イシイ

カストラートのイシイのネタバレレビュー・内容・結末

カストラート(1994年製作の映画)
4.0

このレビューはネタバレを含みます

ファリネッリの史実を知らなかったので、最初のシーンで自殺したのかと思った。晩年裕福に暮らして色んな音楽家を招いてとても幸せに暮らしていたそうで何より…映画もハッピーエンドで終わって、エンタメ性も高く大満足。

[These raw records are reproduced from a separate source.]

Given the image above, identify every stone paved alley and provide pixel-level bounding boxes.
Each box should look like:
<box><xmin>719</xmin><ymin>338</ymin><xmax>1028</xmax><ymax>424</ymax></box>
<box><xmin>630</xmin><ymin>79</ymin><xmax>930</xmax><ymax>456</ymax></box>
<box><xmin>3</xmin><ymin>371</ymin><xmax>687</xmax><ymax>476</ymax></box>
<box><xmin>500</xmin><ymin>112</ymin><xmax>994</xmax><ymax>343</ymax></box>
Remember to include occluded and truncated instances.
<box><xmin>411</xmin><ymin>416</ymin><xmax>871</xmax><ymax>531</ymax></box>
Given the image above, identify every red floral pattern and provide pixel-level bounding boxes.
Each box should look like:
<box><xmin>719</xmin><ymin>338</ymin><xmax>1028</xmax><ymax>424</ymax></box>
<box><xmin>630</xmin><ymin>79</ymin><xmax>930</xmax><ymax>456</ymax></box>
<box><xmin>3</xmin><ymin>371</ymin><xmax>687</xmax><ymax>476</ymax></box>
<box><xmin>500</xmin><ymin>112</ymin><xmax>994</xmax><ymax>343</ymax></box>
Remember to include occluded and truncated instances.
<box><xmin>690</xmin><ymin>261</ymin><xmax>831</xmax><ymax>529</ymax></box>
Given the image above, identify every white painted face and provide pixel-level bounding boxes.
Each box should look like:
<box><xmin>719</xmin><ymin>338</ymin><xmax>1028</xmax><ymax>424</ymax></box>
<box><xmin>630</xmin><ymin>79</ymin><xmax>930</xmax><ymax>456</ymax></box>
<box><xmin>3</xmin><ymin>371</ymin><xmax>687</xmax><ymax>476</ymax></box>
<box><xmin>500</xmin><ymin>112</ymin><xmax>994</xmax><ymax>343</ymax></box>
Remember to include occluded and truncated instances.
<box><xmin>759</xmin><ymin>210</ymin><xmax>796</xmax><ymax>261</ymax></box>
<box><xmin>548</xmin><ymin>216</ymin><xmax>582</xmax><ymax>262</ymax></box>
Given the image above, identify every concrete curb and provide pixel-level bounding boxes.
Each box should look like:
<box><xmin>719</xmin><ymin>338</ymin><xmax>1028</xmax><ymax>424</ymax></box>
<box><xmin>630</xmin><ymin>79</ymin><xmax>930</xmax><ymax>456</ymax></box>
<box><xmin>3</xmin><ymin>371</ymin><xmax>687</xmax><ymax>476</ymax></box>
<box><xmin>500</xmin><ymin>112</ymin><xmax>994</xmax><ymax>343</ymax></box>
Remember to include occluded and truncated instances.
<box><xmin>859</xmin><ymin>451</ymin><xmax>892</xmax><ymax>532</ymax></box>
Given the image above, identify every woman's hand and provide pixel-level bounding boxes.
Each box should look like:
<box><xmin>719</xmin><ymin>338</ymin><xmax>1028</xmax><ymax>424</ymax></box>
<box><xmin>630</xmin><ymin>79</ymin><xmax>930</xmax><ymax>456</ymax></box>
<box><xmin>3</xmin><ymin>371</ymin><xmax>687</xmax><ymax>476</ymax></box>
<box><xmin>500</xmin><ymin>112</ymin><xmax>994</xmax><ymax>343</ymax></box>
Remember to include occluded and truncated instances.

兄もヘンデルもファリネッリに自分の人生と音楽を狂わされた、と嘆くけど八つ当たりに近い。特に兄は自業自得だろ〜…いつまでもできないオペラで弟を縛り付け自分の罪悪感を慰める。
ヘンデルは最初えらい鼻持ちならない奴だったけど、音楽に誰よりも真摯な姿勢が素晴らしい。一度ファリネッリ達に敗れても、兄のオペラに嬉々としてアドバイスするシーンは良かった。その後兄に冷徹に現状を告げたりとか。また彼がオペラを書かなくなったのをファリネッリとの出会いに絡めてるのが面白い。にしてもこの人いつもファリネッリの本番直前に大事なこと言うのやめなよ…笑
ファリネッリは多少の傲慢さこそあれヘンデルと同様音楽にひたむきで、兄の限界に薄々気づきながらも依存関係を見ないふりをする。それでもヘンデルの方を選ぶのは自分の才能の使い所、ただ一つの道を見つけてしまったから。最後に兄の子供の妊娠を心から喜び兄を許すのは、この兄弟最期まで変わらねえなと思った。